Колов благодарно взглянул на Пафнутьева, показав поднятый вверх большой палец — молодец, дескать, вовремя поддержал. Анцыферов же смотрел на Пафнутьева со все возрастающим изумлением — он не ожидал той ловкости, с которой следователь выстраивал версию происшедшего.
— Разумеется, все это время Голдобов находился во взвинченном состоянии, — продолжал Пафнутьев. — И его можно было понять. Постоянные угрозы вымогателей, смерть Пахомова, с которым он проработал не один год... И хотя сам Голдобов в это время был в отпуске, он вынужден был еще и оправдываться, доказывать свою невиновность.
— Бедный Илья! — воскликнул Сысцов. — Как же мы все-таки не ценим друг друга, как редко приходим на помощь!
— Да, мы ничем ему не помогли... Он как-то обратился в прокуратуру, я... Посоветовал набраться терпения. А что я еще мог посоветовать? — горестно пожаловался Анцыферов. — Вот-вот должно было закончиться следствие и тогда все стало бы на свои места.
— Надо обязательно подумать о достойных похоронах, — заметил Сысцов. — Он заслужил благодарность земляков. Не помешала бы статья в городской газете... Многие наши горожане даже не догадываются, какого человека потеряли.
— Будь Илья Матвеевич в более спокойном состоянии духа, никогда бы не произошла эта глупейшая автомобильная авария, — внес Пафнутьев и свою долю сочувствия. — Но мы не можем предусмотреть все неожиданности, которые подстерегают нас каждый день! Голдобову позвонили с его же дачи! Позвонили вымогатели, которые в отсутствие хозяина забрались туда, прихватили с собой какую-то девчонку, может быть, не самого лучшего пошиба, не исключено, что она сама в погоне за приключениями села к ним в машину, надеясь развлечься в тот вечер... Предполагать можно разное. Однако суть заключается в том, что эта компания забралась на дачу Голдобова и устроила там разнузданную пьянку. Перепившись, они начали звонить к нему домой, угрожать, глумиться, требовать денег... Нетрудно предположить, чем она могли угрожать — конечно, речь шла о поджоге. Мы знаем, как достаются в наше время дачи, и нет ничего удивительного в том, что Илья Матвеевич, сломя голову, среди ночи, помчался на свою дачу... Вскрытие подтвердило, что он был" трезв.
— Но никакое вскрытие не может сказать, в каком состоянии был человек в момент столкновения, — безутешно сказал Колов, потупив глаза. — Он был трезв, а я грешным делом подумал — выпей он на дорогу сто грамм коньяка, глядишь, и ничего бы не случилось.
— Да, все это очень печально, — согласился Сысцов. — Продолжайте, Павел Николаевич.
— Я заканчиваю. Не дождавшись Голдобова, пьяная братия обратила внимание на девку, приехавшую с ними — ее они тоже напоили... Ну, что сказать... Конечно, они вели себя не очень нравственно...
— Как я их понимаю! — расхохотался Колов.
— Протрезвев наутро, девица сама ужаснулась той дикой оргии, которая произошла ночью. И, улучив момент, удрала. Кое-что прихватив у своих благодетелей. В том числе пистолет. Да, в деле фигурирует пистолет. Судя по номеру, о его пропаже нигде не заявлено. Добравшись до укромного уголка, наша девица... Выстрелила в себя. То ли повлияло тяжелое похмельное состояние, то ли это была неосторожность, любопытство... Судить трудно. Выстрел оказался смертельным. К тому времени я уже знал, где ожидать дальнейших событий.

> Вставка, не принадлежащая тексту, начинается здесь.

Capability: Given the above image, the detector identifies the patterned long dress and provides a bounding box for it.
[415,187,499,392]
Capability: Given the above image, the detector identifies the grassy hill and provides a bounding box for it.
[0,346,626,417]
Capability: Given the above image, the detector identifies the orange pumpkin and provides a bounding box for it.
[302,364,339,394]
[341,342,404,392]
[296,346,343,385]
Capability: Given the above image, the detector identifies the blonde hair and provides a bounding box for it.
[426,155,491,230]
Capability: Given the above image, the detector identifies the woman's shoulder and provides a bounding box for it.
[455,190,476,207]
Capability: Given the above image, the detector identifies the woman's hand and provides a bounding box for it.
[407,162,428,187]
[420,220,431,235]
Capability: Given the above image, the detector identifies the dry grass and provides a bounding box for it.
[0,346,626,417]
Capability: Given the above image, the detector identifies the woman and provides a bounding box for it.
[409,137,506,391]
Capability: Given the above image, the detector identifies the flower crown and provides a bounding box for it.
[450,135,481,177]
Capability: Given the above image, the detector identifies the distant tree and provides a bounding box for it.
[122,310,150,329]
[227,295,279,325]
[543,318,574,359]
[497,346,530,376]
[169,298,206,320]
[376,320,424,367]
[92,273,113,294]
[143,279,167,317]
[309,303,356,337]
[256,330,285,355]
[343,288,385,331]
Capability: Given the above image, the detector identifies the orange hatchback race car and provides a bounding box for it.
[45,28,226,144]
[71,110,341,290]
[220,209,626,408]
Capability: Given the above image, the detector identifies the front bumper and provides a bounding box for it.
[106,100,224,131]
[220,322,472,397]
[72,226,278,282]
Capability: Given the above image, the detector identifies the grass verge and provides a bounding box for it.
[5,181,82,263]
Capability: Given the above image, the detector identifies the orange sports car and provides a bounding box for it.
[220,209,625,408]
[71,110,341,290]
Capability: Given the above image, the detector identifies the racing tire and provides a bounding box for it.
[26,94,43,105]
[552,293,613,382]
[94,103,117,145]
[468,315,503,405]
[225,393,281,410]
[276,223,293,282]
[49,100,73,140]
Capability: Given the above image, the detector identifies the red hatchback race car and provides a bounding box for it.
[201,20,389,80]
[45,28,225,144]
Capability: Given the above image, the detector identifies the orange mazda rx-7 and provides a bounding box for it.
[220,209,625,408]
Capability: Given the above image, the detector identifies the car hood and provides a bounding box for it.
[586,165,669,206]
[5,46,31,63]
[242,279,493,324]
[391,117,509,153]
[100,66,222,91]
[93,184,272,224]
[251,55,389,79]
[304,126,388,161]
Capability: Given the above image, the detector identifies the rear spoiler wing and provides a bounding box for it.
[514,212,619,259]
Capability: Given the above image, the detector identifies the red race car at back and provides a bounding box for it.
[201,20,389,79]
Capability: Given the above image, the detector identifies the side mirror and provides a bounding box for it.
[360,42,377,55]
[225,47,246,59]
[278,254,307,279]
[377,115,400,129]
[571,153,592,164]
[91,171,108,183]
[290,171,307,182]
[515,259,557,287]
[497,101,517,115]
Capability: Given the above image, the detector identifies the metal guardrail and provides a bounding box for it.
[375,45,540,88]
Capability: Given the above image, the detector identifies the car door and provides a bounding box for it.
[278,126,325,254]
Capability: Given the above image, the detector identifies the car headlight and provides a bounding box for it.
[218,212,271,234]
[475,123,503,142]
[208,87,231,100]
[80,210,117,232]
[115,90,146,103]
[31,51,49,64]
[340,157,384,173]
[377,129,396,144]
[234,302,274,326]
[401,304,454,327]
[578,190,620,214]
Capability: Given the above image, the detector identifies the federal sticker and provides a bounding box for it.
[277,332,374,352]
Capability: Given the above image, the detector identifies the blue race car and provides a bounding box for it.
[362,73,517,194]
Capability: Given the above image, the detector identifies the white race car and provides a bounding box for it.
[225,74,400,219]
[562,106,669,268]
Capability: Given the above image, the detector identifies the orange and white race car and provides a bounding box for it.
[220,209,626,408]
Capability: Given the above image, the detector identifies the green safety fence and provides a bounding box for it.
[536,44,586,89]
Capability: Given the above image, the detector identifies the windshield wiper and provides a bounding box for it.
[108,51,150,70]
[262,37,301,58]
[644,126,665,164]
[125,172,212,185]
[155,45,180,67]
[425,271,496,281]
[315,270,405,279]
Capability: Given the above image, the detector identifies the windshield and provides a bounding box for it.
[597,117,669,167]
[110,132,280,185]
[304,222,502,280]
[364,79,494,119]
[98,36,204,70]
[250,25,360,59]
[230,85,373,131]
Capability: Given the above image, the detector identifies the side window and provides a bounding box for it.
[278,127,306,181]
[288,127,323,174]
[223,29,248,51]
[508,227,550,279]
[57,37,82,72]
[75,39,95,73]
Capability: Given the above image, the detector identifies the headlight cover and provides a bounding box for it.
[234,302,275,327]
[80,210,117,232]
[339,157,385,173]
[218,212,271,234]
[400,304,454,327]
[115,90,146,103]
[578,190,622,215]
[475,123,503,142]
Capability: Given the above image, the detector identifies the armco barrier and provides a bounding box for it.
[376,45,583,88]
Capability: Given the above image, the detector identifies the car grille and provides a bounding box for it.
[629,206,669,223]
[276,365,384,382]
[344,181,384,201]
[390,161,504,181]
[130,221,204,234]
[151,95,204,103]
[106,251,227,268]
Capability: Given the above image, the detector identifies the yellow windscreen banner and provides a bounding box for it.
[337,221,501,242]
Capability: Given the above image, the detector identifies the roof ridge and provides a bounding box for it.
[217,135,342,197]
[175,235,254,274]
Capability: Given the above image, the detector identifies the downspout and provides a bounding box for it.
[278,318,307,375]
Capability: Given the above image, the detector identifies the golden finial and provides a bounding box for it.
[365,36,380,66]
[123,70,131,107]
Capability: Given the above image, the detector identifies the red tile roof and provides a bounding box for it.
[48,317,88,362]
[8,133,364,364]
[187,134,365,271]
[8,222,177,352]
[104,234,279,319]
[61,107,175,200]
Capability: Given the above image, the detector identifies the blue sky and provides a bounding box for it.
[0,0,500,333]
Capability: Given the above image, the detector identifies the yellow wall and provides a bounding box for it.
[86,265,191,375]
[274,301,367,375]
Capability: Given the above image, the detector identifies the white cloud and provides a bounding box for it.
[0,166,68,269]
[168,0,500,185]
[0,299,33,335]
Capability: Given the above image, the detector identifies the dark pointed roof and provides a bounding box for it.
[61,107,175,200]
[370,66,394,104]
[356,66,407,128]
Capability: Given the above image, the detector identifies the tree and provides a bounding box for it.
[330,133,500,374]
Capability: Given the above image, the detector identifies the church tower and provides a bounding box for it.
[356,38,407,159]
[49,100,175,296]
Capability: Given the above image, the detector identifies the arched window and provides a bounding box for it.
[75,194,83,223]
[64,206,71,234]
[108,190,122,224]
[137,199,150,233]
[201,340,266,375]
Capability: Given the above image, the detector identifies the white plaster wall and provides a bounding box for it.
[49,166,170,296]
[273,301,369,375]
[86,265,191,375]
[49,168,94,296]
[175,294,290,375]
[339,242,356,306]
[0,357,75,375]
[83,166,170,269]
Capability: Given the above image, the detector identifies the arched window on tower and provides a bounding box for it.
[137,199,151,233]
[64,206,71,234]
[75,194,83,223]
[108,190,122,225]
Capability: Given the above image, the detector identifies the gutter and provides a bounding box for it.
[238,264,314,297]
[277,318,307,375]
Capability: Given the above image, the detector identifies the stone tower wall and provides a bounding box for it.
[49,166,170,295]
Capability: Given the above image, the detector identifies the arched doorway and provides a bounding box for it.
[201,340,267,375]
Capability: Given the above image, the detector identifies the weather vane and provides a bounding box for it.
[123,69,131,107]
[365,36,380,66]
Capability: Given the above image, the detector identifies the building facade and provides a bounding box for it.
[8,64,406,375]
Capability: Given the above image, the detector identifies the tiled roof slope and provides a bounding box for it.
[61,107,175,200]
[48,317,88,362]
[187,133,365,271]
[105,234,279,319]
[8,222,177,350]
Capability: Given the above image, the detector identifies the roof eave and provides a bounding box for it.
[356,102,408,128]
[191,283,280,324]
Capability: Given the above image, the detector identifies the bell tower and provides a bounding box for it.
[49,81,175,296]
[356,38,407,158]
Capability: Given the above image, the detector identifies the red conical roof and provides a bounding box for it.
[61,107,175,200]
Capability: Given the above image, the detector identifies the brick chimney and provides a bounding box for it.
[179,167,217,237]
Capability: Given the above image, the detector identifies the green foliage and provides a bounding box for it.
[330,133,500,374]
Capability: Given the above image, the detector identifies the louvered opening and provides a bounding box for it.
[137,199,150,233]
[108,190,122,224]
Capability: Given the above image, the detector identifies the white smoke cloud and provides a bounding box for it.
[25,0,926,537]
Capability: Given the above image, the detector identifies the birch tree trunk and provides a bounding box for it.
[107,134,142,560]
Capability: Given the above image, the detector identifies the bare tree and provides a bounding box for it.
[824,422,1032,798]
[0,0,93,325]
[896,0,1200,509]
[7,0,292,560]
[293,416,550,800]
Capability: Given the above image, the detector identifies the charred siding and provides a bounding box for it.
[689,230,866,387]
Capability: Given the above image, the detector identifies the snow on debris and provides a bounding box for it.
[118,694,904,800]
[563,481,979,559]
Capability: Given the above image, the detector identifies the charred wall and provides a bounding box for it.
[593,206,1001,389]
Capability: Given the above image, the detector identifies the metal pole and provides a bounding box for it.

— Павел Николаевич по оперативности превзошел все мыслимое! — воскликнул Анцыферов, снова вклиниваясь в разговор. — Вы только представьте, Иван Иванович! Девка, которую никто не знает, нет даже заявления о розыске, из чего можно предположить, что она частенько не ночевала дома, не известны ни ее имя, ни адрес... Павел Николаевич знал лишь, что какая-то девица в штанах подсела в машину к какой-то странной компании. И уже к середине следующего дня он нашел ее в маленькой деревеньке.
— Я немного опоздал, — сокрушенно сказал Пафнутьев. — Я даже слышал выстрел, когда ворвался в сарай, она была еще жива... Но... Составили протокол, деревенские жители подписали его в качестве понятых... Могу сказать, что этот факт для следствия совершенно ясен и не вызывает никаких сомнений.
— Но вызывает сомнения другой факт, — подал голос Фырнин.
— Какой? — живо обернулся к нему Пафнутьев.
— Мне случайно удалось узнать, что по результатам экспертизы выстрелы звучали и на даче Голдобова. Найдены гильзы, установлены прижизненные повреждения в некоторых останках...
— Могу предположить, но с достаточной степенью уверенности, — Пафнутьев невозмутимо посмотрел на Фырнина. — Да; выстрелы на даче прозвучали. Более того, установлено, что стреляли именно из данного оружия. Это подтверждается и тем, что когда я изъял пистолет, в нем оставалось всего три патрона. Подсчет найденных гильз, баллистическая экспертиза, извлеченные пули доказывают — стреляли из этого пистолета. Что могло произойти... Напившись до бессознательного состояния, наши герои перессорились. Не исключено, что они стреляли друг в друга. Возможно, девице удалось выбраться из дома не без помощи пистолета... Как бы там ни было, пулевые повреждения обнаружены не во всех останках. Это говорит о том, что не все были ранены. Поэтому вывод не подлежит сомнению, — перепились, подожгли дачу и сгорели вместе с ней.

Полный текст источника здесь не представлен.